Jednym z najbardziej palących pytań jest to, w jaki sposób Slightly Mad Studios planuje wypuścić tak ambitną konsolę. Jako studio odpowiedzialne za Project CARS i Need for Speed: Switch Racing Simulations, które nie wydało żadnych nowych wersji sprzętu, ogłoszenie wydaje się pojawiać znikąd. Oczekiwaliśmy więcej od wysoko dofinansowanego działu gier Amazon lub Google niż od odnoszącego sukcesy twórcy symulatorów wyścigowych. Jeśli jednak inwestycja faktycznie nastąpi lub pochodzi ze zwiastuna Iana Bella na Twitterze, konsolę możemy zobaczyć na rynku w ciągu najbliższych kilku lat, niezależnie od tego, czy ktoś ją kupi, czy nie.

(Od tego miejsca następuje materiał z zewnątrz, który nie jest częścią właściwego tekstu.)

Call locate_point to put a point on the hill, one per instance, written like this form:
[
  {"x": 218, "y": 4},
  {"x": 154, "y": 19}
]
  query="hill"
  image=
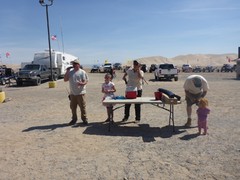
[{"x": 193, "y": 59}]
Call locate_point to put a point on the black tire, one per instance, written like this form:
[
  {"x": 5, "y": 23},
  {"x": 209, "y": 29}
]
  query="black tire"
[
  {"x": 55, "y": 77},
  {"x": 2, "y": 82},
  {"x": 19, "y": 83},
  {"x": 38, "y": 81}
]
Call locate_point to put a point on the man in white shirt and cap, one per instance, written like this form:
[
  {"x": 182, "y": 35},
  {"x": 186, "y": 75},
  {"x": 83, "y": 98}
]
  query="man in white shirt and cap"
[{"x": 196, "y": 87}]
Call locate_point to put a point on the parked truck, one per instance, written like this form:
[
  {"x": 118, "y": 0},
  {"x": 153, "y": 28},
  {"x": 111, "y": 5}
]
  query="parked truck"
[
  {"x": 60, "y": 61},
  {"x": 34, "y": 73},
  {"x": 166, "y": 71}
]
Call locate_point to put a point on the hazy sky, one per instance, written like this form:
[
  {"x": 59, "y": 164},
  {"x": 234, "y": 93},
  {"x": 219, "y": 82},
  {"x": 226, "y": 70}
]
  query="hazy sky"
[{"x": 119, "y": 30}]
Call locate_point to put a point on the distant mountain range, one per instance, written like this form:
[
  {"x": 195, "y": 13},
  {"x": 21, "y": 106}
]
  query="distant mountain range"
[{"x": 192, "y": 59}]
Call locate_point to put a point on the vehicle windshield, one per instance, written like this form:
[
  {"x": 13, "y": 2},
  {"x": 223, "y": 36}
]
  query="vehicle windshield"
[
  {"x": 31, "y": 67},
  {"x": 166, "y": 66}
]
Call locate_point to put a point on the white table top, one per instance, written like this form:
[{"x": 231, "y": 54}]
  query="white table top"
[{"x": 138, "y": 100}]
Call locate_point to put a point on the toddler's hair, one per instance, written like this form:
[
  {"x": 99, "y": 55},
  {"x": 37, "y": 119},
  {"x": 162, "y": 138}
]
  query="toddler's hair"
[
  {"x": 203, "y": 102},
  {"x": 108, "y": 75}
]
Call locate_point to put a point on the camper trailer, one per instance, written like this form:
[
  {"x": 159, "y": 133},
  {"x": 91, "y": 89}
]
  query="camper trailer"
[{"x": 60, "y": 61}]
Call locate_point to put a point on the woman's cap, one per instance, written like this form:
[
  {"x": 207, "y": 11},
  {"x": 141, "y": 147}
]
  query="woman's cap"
[
  {"x": 197, "y": 82},
  {"x": 76, "y": 61}
]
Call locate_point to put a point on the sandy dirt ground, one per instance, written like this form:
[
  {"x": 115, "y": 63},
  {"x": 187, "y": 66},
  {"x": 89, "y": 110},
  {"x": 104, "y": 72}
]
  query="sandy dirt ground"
[{"x": 36, "y": 142}]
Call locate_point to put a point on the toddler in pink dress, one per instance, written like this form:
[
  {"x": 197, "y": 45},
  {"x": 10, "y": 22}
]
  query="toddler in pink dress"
[{"x": 202, "y": 113}]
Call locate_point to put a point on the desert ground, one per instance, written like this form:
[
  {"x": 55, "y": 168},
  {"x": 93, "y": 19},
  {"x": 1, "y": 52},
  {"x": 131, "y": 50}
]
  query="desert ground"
[{"x": 37, "y": 143}]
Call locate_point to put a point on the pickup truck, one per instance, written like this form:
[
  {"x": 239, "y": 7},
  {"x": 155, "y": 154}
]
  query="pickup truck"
[
  {"x": 166, "y": 71},
  {"x": 34, "y": 73}
]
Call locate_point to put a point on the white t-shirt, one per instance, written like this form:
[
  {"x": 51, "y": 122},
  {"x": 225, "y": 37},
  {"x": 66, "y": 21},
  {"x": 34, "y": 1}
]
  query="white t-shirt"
[
  {"x": 108, "y": 86},
  {"x": 74, "y": 78},
  {"x": 189, "y": 85},
  {"x": 133, "y": 79}
]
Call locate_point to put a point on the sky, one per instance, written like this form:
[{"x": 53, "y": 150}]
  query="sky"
[{"x": 119, "y": 30}]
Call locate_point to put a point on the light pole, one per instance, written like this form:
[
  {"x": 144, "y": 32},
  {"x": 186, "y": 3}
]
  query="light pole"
[{"x": 43, "y": 3}]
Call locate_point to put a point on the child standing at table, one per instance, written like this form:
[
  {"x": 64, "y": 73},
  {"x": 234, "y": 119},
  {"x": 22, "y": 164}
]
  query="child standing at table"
[
  {"x": 108, "y": 88},
  {"x": 202, "y": 113}
]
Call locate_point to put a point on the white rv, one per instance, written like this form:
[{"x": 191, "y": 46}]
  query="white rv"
[{"x": 60, "y": 61}]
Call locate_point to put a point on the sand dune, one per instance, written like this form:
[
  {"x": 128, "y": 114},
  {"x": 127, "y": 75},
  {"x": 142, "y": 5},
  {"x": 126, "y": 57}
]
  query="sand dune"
[{"x": 192, "y": 59}]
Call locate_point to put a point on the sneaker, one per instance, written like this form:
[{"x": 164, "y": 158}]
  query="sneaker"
[
  {"x": 189, "y": 121},
  {"x": 85, "y": 122},
  {"x": 107, "y": 120},
  {"x": 137, "y": 120},
  {"x": 124, "y": 119},
  {"x": 72, "y": 122}
]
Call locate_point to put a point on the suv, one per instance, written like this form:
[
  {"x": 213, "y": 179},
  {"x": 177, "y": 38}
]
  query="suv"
[
  {"x": 227, "y": 68},
  {"x": 186, "y": 68},
  {"x": 117, "y": 66},
  {"x": 144, "y": 67},
  {"x": 95, "y": 68},
  {"x": 152, "y": 68},
  {"x": 166, "y": 71}
]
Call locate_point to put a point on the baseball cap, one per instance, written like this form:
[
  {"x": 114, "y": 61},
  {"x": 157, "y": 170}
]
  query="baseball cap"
[
  {"x": 76, "y": 61},
  {"x": 197, "y": 82},
  {"x": 135, "y": 62}
]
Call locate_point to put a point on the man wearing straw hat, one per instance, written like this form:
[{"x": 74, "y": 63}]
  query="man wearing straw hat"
[
  {"x": 78, "y": 79},
  {"x": 196, "y": 87}
]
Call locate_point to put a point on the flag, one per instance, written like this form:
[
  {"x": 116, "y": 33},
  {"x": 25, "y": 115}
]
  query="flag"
[
  {"x": 229, "y": 60},
  {"x": 7, "y": 54},
  {"x": 54, "y": 37}
]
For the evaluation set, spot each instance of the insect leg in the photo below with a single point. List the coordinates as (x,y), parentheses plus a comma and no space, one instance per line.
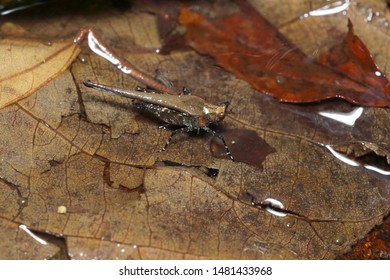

Reakcje na Twitterze Iana Bella były różne – od podekscytowania, przez zdziwienie, po zwolnienie. Szczerze mówiąc, wiele rzeczy wydaje się trwać, dopóki się nie wydarzą, ponieważ pierwszy Xbox wydawał się prawdopodobny, gdy pojawił się na Sony PlayStation. Nie ma jeszcze daty premiery Mad Box, poza niejasnym „trzyletnim harmonogramem”, według którego premiera Mad Box nastąpi około rok po rozpoczęciu cyklu życia konsol Xbox i PlayStation. Następne pokolenie. Ian Bell opisuje szalone pudełko jako „wykraczające poza następne pokolenie”. Z niewielkim potwierdzeniem i dokładnym zakresem konsol nowej generacji wciąż niepewnym, wydaje się, że jest to niewiele więcej niż tylko szum reklamowy, chociaż na szczęście nie mamy racji, oszukując samych siebie. Po ogłoszeniu konsoli firma LaComparacion skontaktowała się z Ianem Bellem w celu uzyskania komentarza. Odpowiedział jednak, że w tej chwili „niewiele więcej” ma do powiedzenia. Od tego czasu Bell opisał przyszłość Mad Box jako „wątpliwą” w wyniku ogłoszenia Google Stadia. „Ogłoszenie Google o Stadii nie pomogło projektowi w pozyskaniu naszych inwestorów” – Bell powiedział PCGamesInsider.biz. „Dokonaliśmy solidnej inwestycji w rezerwę, ale stwierdzenie Google, że «przyszłość gier nie jest zamknięta w pudełku» nie zrobiło nam żadnej przysługi”.